All about the events leading up to November 2020 and the days after.
Friday, February 14, 2020
Brotherhood of the Barrel
Brotherhood of the Barrel
Chicago Firemen go on strike (written 2010)
30 years ago today I went on strike along with 98% of the department against the City of Chicago. Most strikes happen for many reasons and not just for money. This strike happen because the city for many years treated us with contempt.
The city was not replacing the firefighters that retired , resigned or died. My company like most ran with 3 men, one to drive, and two firemen. The national standard at that time recommended 6 men. When I first came on the job we had 6 men. One engineer, one officer and four firemen. The engine would run with a man acting as the officer (He was responsible for anything that happen that day but was not paid extra for this) A man would act as the engineer and not get paid for it. After the strike the city promoted over twenty-five percent of the department that is how many vacancies they had.
The equipment was old and often broke down. The rule book required each company to test their hose twice a year, we did not because the hose would often break testing it and they had no hose to replace it with. The hose was years old and on two occasions I was in a building with a line on the fire and the hose broke making myself and the man next to me scramble to get out of the building
because we no longer had the water to protect ourselves as any fireman would tell you.
The National Fire Standard recommend a pumper be replaced when they are 10 years old, only to be used as as spare if needed. My company Engine 101 was using a 1956 engine until 1978. It was 22 years old before the city replaced it. The downtown companies where the rich folks worked and lived got new rigs almost every year, but out where fires happen more often and the poor people lived they got newer one's every 20 years.
If they wanted they would have you work your day off and not pay you for it, saying you don't have a contract so we don't have to pay you. If you were at a large fire and they wanted you to stay even when your relief came they would just tell you not to go home, keeping you for hours. That year we had a storm that dropped a huge amount of snow and I was kept on duty for 5 straight days. I worked 72 additional hours during that time without additional pay. Now the city had almost every department working longer hours, water department, garbage men, electricians, plumbers, you name it we all worked long hours, but because we did not have a contract the fire and policemen who were required to work were not paid for it, everyone else was paid overtime.

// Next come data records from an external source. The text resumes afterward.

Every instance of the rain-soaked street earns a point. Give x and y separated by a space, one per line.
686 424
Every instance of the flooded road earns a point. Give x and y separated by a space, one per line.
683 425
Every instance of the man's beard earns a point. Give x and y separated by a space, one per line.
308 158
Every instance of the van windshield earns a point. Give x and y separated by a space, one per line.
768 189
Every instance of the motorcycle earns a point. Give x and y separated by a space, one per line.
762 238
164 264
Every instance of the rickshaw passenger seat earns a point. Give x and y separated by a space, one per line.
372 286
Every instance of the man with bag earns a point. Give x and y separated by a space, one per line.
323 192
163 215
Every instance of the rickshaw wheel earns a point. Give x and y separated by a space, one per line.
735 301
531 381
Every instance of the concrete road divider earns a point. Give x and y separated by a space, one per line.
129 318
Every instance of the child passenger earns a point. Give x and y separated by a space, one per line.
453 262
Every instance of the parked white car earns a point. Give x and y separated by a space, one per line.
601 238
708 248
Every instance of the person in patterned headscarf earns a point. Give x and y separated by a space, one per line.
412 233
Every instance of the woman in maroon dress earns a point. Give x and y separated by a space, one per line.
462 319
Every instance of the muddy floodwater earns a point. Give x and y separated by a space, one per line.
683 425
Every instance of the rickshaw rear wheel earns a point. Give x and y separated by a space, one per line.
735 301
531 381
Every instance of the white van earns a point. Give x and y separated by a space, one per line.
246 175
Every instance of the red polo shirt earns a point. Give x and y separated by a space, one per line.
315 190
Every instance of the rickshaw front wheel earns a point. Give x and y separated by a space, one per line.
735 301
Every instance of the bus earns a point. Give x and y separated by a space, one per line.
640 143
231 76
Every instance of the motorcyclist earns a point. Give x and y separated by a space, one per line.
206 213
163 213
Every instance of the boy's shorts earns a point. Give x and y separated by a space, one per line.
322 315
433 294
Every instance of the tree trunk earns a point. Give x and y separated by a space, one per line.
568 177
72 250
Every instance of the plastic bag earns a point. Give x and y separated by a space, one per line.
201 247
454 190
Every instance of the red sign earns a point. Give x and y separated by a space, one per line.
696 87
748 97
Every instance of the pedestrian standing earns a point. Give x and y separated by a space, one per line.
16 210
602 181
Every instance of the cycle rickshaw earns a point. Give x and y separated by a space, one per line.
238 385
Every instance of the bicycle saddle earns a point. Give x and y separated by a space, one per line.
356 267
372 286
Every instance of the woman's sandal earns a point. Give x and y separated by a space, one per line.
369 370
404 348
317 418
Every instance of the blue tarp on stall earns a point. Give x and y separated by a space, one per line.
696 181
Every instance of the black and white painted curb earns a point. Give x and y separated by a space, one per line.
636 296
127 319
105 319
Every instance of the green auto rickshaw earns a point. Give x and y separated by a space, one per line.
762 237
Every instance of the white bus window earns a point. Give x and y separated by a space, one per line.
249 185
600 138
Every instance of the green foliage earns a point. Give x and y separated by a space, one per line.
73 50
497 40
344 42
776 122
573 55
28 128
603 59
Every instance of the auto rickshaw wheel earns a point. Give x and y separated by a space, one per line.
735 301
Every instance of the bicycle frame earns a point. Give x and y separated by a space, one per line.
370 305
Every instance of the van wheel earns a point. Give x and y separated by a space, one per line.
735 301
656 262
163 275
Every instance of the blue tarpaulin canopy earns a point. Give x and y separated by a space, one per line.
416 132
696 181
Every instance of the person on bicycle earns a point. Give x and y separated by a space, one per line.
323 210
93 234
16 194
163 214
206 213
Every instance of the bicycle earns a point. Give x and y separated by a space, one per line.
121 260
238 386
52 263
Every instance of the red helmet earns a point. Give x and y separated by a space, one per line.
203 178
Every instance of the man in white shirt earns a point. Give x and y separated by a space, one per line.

Firefighters in most every major city around the world had the use of air masks for years, but not Chicago. I had a chief who told us that you could be killed wearing them, because by having one you would go too far into a building and if you ran out of air you could not get out in time. We on the other hand would only enter a building as far as our lungs would allow us, suck up that smoke and if you could not breathe any more you did not have far to go to get out. He later became second in command of the department. The reason we did not have them was they cost money, more money then a few dead firemen or sick men with lung cancer. But to buy all the equipment and maintain it would cost big money. Chicago did not get them until after the strike and the US government gave Chicago the money to buy them.
Chicago gave us a small amount of money for our personal fire gear and uniform . They had inspection twice a year and some chiefs would see a small tear on your fire coat and tell you to get a new one, boots looked old get new ones. After the strike, the city open a clothing store and they were required to replace the worn out items, no more inspections, your fire coat could have a hundred holes and now since they had to pay, forget it.

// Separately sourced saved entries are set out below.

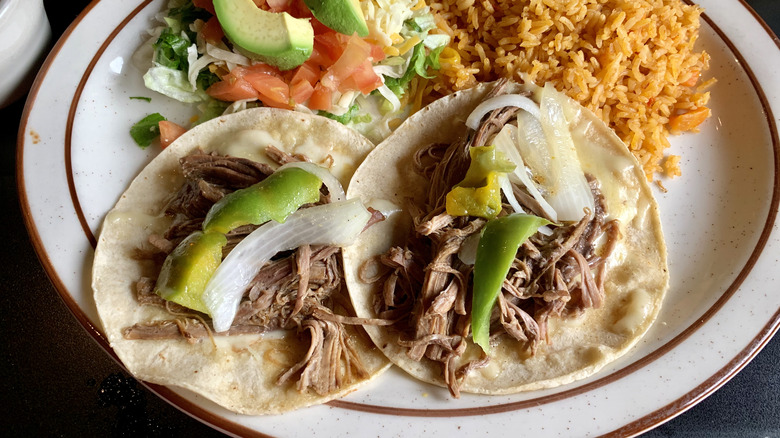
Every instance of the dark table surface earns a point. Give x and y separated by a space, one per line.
56 381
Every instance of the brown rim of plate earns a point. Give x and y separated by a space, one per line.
637 426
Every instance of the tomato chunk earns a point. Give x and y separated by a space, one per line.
204 4
273 91
169 132
231 89
321 98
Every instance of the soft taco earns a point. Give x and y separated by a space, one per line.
528 252
195 289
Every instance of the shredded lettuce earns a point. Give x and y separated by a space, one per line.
418 66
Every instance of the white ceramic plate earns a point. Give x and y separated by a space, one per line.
75 158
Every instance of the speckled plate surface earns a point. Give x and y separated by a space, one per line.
75 158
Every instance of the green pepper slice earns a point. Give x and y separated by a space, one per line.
189 267
275 197
498 245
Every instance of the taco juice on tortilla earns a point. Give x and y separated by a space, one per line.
256 317
479 300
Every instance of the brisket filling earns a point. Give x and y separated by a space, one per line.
298 290
426 289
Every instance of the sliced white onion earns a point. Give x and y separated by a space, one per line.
568 190
506 187
504 100
237 106
507 142
336 224
331 182
388 94
196 64
468 249
231 58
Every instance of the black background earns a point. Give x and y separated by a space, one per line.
56 381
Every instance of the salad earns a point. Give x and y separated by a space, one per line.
370 83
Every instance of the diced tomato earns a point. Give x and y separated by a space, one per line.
377 53
212 31
329 46
259 68
204 4
301 91
356 52
308 72
169 132
320 98
319 57
231 89
273 91
362 78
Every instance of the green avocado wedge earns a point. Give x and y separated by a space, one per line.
189 267
343 16
274 38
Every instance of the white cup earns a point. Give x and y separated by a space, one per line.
24 37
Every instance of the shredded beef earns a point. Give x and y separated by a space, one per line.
425 285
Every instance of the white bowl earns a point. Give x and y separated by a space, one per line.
25 33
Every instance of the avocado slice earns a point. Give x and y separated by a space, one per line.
343 16
271 37
189 267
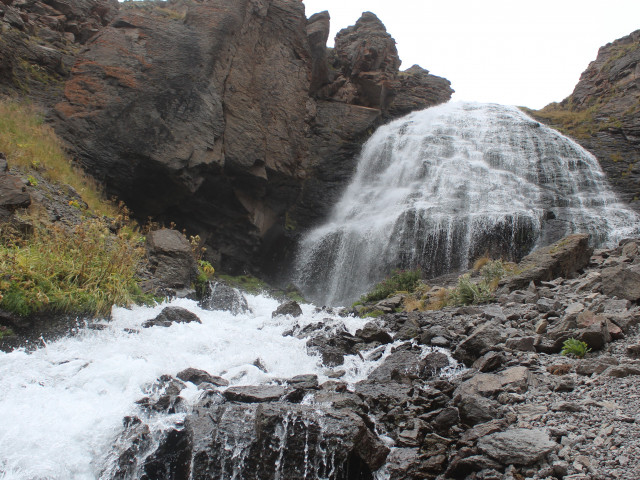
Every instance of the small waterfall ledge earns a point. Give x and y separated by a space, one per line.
438 188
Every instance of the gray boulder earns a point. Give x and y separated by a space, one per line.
170 315
220 296
517 446
171 261
288 308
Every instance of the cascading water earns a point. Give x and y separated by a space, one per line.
62 405
440 187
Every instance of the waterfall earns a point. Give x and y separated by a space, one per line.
63 403
440 187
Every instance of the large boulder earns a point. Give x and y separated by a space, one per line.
561 259
234 150
622 281
171 261
517 446
220 296
13 193
605 100
269 441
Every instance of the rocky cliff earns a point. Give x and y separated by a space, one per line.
603 114
231 118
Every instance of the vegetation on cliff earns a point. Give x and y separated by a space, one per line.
84 263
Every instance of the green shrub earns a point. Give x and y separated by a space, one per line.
574 347
5 332
468 292
82 270
400 280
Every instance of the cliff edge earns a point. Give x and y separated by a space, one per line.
603 114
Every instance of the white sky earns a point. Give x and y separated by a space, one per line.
516 52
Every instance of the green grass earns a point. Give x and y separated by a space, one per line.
83 270
5 332
398 281
30 145
575 348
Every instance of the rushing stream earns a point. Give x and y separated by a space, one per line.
438 188
62 405
433 190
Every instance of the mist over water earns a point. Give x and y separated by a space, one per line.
62 405
440 187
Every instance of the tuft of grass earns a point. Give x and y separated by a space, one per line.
574 347
399 280
468 292
84 270
31 145
480 262
5 332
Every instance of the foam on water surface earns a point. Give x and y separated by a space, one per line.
62 405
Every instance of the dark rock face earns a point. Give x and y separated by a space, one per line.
38 68
220 296
13 193
605 101
171 261
563 258
288 308
171 315
234 150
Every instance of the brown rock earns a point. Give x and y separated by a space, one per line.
13 193
562 259
606 101
622 281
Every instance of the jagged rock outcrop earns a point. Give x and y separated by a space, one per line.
603 114
185 112
39 39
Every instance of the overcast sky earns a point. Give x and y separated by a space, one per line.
516 52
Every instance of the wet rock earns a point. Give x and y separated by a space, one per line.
446 419
621 371
332 346
482 339
281 440
197 377
622 281
220 296
170 315
562 259
163 395
413 464
383 396
475 409
404 366
172 458
515 380
171 261
489 361
522 344
304 381
374 333
13 193
251 394
517 446
288 308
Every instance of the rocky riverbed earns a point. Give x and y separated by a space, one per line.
512 408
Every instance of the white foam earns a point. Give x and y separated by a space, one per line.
62 406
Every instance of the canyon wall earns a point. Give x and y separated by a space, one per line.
603 114
232 118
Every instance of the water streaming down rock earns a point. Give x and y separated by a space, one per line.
440 187
63 403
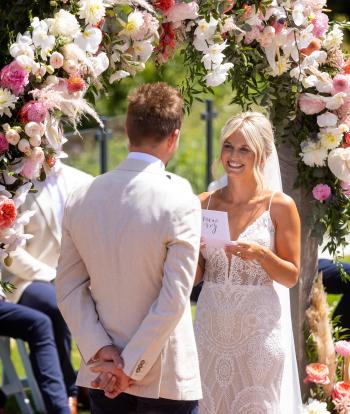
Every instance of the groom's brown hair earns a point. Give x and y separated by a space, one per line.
155 110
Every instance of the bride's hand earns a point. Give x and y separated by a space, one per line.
246 250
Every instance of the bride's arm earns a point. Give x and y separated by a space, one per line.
283 265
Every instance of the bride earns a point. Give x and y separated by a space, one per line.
243 328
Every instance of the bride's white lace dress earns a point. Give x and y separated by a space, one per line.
238 331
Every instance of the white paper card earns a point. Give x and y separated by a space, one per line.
215 229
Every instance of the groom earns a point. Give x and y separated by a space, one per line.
128 259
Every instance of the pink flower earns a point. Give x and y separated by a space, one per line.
4 145
320 23
317 373
341 83
33 111
311 104
182 11
14 77
340 390
8 213
342 347
321 192
346 188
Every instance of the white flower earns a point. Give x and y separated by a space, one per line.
298 13
28 64
315 407
336 101
65 24
327 120
330 138
92 10
214 55
333 39
218 75
117 76
133 25
7 102
56 60
206 30
89 40
143 49
41 38
313 154
99 63
12 136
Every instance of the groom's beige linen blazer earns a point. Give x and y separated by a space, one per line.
129 254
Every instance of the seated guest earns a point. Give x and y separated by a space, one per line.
34 265
334 284
17 321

In the history of Chicago they have never had money for teachers, police or firemen. They have always had money for the aldermen and Mayors to get there raises
That strike lasted 23 days, the people who cross the lines and went to work or joined the department during that strike were taken care of by the city. But I have not met one that has told me he or she was proud that they did.
I was on strike for 23 days and that is one thing I am most proud of my time as a Chicago firefighter. My father told me that was a good thing that we did.